Most loyal friend
by Malicean
Summary: Shortly before the double eclipse, General Lonot is obviously aware that he's been backing the wrong horse. By the time of the palace coup, however, he must have been convinced otherwise. Most loyal friends do not change their alliance so easily.


It was such a tragedy.

oo oo oo oo oo

It had started when the younger princess died, so young, so unexpectedly – by assassination, some rumors proclaimed, but all guards had sworn that no one but the royal family had entered (or indeed could have entered) the royal suit, that night, and as he had chosen each of the men himself, General Lonot believed them. Whatever the cause of the child's death, though, something had snapped within the Queen that day.

The Consort had wept openly at his daughter's funeral, perhaps inappropriately so, but as a father of three himself, the general could sympathize with the Othersider. The marble mask the Queen – and in imitation of her mother, the Crown Princess – had donned for the occasion was a bit too perfect, on the other hand. As one of the pallbearers General Lonot had been close enough to see that, while the princess bore hastily concealed tear marks, the Queen showed no sign of ever having shed a single tear for her dead child. The funeral had been an oddly rushed affair, too. As the child had never come even close to being a ruler of the Zone, she had not been interred in the Gale Crypt, but the general would have still expected something more… memorable. As the Queen had secluded herself to her rooms afterwards, not to be seen by anyone even once in the next two weeks, Lonot had attributed her behavior to shock and thought nothing more of it – until much later.

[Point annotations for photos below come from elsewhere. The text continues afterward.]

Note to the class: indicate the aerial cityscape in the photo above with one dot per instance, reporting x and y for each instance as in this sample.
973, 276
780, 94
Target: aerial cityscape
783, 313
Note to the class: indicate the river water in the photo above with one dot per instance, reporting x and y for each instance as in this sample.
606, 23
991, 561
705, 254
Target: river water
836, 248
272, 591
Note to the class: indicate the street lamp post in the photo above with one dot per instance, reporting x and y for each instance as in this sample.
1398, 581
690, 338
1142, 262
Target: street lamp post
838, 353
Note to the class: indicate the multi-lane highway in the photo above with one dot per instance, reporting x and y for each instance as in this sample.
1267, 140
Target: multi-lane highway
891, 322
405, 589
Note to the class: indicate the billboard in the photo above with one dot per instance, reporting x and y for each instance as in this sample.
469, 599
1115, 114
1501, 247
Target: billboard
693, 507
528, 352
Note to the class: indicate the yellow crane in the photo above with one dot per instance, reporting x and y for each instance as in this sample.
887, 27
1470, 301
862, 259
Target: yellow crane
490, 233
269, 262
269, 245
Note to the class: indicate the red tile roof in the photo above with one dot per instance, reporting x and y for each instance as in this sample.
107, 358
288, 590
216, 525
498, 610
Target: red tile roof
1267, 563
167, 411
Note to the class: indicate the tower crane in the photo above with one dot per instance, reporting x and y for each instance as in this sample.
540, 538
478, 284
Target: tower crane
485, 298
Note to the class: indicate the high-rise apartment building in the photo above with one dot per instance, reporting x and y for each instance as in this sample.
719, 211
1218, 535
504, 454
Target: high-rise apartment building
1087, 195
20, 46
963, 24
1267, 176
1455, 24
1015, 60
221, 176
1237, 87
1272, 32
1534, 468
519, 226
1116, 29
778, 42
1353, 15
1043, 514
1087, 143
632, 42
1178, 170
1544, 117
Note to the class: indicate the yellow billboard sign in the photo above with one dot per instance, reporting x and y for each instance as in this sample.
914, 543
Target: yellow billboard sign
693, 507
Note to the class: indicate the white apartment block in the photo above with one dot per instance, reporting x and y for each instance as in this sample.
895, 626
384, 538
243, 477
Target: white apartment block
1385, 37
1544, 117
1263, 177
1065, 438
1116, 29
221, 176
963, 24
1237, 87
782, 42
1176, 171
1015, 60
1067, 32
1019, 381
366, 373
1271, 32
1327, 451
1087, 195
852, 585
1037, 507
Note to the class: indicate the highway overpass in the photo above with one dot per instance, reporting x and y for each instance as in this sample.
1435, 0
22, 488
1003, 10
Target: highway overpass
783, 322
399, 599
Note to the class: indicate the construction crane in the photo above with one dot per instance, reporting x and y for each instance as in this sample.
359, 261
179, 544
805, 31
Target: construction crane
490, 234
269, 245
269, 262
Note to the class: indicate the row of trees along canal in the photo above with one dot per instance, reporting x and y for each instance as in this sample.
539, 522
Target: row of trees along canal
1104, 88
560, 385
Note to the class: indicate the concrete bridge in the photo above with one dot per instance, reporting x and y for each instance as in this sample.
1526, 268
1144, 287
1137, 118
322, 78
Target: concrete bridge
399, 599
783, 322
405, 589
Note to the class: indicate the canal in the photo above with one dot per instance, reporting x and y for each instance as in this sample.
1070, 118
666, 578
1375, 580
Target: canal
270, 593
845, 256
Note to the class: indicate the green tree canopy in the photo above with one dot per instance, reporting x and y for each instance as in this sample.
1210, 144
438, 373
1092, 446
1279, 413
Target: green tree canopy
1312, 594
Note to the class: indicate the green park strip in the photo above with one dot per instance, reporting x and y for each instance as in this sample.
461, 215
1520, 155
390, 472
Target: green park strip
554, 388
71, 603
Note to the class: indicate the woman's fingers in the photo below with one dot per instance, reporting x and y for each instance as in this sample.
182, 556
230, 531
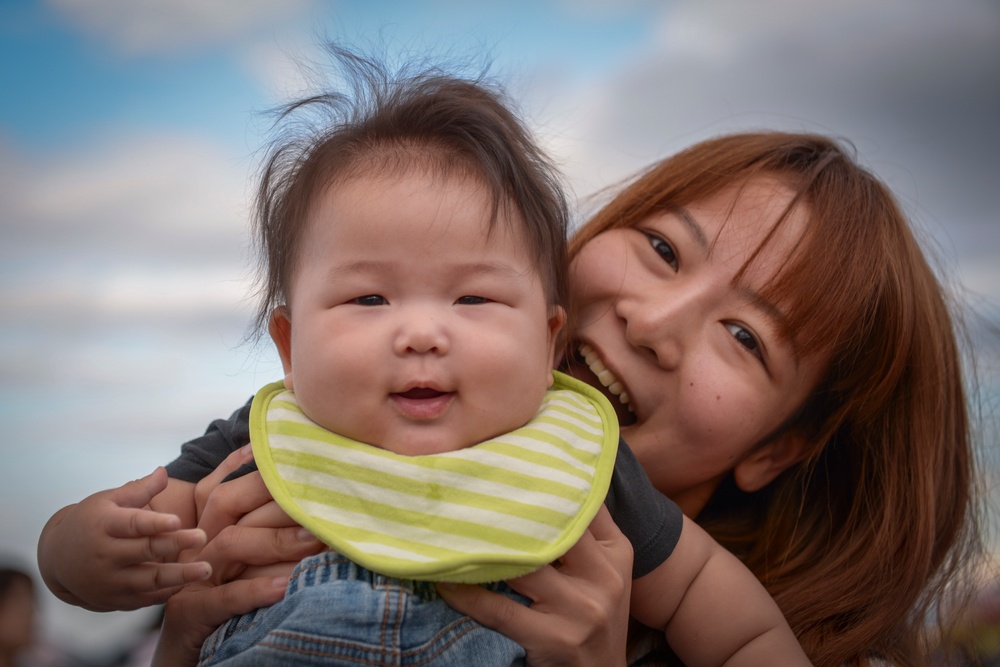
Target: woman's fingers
579, 614
208, 484
230, 502
236, 548
193, 613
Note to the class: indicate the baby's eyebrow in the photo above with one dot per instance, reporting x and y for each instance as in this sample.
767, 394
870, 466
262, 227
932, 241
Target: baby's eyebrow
371, 267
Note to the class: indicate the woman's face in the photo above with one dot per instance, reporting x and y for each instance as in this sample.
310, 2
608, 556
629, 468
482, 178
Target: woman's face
698, 359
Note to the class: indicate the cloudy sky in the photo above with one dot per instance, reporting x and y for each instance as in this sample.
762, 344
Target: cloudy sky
129, 128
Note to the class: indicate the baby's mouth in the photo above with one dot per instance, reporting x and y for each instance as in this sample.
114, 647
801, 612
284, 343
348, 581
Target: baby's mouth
422, 402
613, 387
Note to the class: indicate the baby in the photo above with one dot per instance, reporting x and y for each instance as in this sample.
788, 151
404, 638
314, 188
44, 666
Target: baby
414, 286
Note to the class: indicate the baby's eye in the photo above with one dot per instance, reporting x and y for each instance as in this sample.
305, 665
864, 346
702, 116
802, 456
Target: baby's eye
663, 249
472, 300
746, 339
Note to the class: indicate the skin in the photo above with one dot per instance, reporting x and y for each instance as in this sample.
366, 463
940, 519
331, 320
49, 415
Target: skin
399, 291
707, 375
708, 378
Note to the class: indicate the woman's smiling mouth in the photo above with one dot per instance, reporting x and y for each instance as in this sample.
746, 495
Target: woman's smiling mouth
613, 387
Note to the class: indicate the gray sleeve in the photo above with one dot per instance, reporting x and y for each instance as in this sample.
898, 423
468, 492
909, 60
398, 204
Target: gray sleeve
651, 521
202, 455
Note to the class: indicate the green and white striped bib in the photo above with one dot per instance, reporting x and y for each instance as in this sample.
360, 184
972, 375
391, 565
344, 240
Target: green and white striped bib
489, 512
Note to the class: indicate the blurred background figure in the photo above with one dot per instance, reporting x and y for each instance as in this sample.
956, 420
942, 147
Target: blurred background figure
20, 643
17, 615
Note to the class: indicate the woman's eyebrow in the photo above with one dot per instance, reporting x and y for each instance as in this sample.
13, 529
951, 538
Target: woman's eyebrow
772, 312
692, 226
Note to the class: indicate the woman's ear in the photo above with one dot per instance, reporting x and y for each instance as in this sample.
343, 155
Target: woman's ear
760, 468
280, 328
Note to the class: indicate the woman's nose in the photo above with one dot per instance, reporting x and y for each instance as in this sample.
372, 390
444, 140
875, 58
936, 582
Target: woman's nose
659, 324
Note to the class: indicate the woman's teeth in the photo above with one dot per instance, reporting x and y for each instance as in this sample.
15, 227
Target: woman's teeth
605, 376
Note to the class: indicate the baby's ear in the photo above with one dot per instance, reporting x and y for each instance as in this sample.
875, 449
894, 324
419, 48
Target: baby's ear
557, 320
280, 328
763, 465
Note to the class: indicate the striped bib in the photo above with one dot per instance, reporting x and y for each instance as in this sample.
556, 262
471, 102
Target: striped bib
496, 510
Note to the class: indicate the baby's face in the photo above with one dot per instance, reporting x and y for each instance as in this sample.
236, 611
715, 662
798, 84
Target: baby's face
408, 328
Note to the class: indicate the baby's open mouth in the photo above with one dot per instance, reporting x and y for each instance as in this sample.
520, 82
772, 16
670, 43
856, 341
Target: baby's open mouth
612, 386
422, 402
419, 393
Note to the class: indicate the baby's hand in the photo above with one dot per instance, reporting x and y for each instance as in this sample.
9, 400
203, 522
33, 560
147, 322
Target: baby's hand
110, 552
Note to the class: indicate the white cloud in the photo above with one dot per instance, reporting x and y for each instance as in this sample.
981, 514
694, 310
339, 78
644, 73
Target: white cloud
178, 26
150, 200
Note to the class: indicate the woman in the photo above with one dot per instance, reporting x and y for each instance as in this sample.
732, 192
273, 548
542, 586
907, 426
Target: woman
786, 369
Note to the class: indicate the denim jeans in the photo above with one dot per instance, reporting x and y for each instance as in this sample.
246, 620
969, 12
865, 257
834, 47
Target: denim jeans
338, 613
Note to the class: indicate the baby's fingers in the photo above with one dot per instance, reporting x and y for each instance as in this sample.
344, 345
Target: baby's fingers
139, 492
133, 523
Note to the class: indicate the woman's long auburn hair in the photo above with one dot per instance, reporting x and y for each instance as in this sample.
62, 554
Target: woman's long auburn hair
861, 542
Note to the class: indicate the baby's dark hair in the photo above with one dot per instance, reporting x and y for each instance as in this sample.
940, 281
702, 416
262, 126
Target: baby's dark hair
382, 122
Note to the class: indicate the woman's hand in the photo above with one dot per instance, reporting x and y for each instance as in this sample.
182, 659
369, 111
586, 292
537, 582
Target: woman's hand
579, 615
252, 547
249, 536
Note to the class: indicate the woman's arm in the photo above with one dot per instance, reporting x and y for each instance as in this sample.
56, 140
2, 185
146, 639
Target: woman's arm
580, 610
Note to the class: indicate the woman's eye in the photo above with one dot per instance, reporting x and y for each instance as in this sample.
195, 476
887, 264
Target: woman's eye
663, 249
746, 339
471, 300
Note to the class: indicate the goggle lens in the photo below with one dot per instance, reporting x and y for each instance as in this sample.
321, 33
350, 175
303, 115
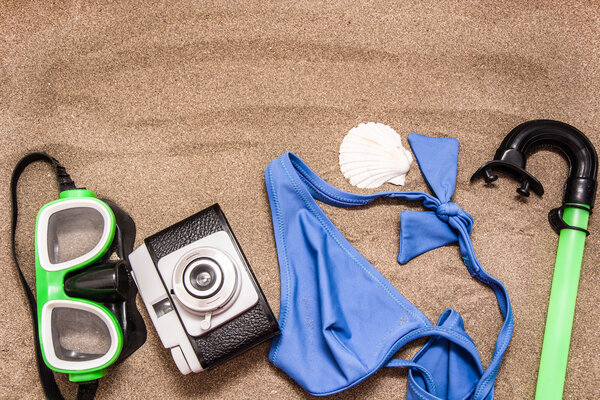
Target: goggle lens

The odd behavior had continued, however. Before the mourning annual was over, it had become obvious that a rift had formed between the Queen and her consort. Not two annuals later, he had been banished, for reasons everyone in the palace recognized as flimsy pretext. The true reason, General Lonot suspected, was again to be found in the youngest princess's untimely demise. Yet, he was a sworn Protector of the Realm, and whatever the Queen's reasoning, he would not question her decision.

Not until a small hand had reached shyly for his arm, in the aftermath of a more or less routine council session concerning border disputes. The Crown Princess, barely more than a child herself, had looked up at him with eyes far older than her actual annuals and asked, in a hushed whisper, "Did she do it right, my mother, I mean? She has been… strange, since Deege…" He had reassured the worried girl, of course, but it had started him thinking.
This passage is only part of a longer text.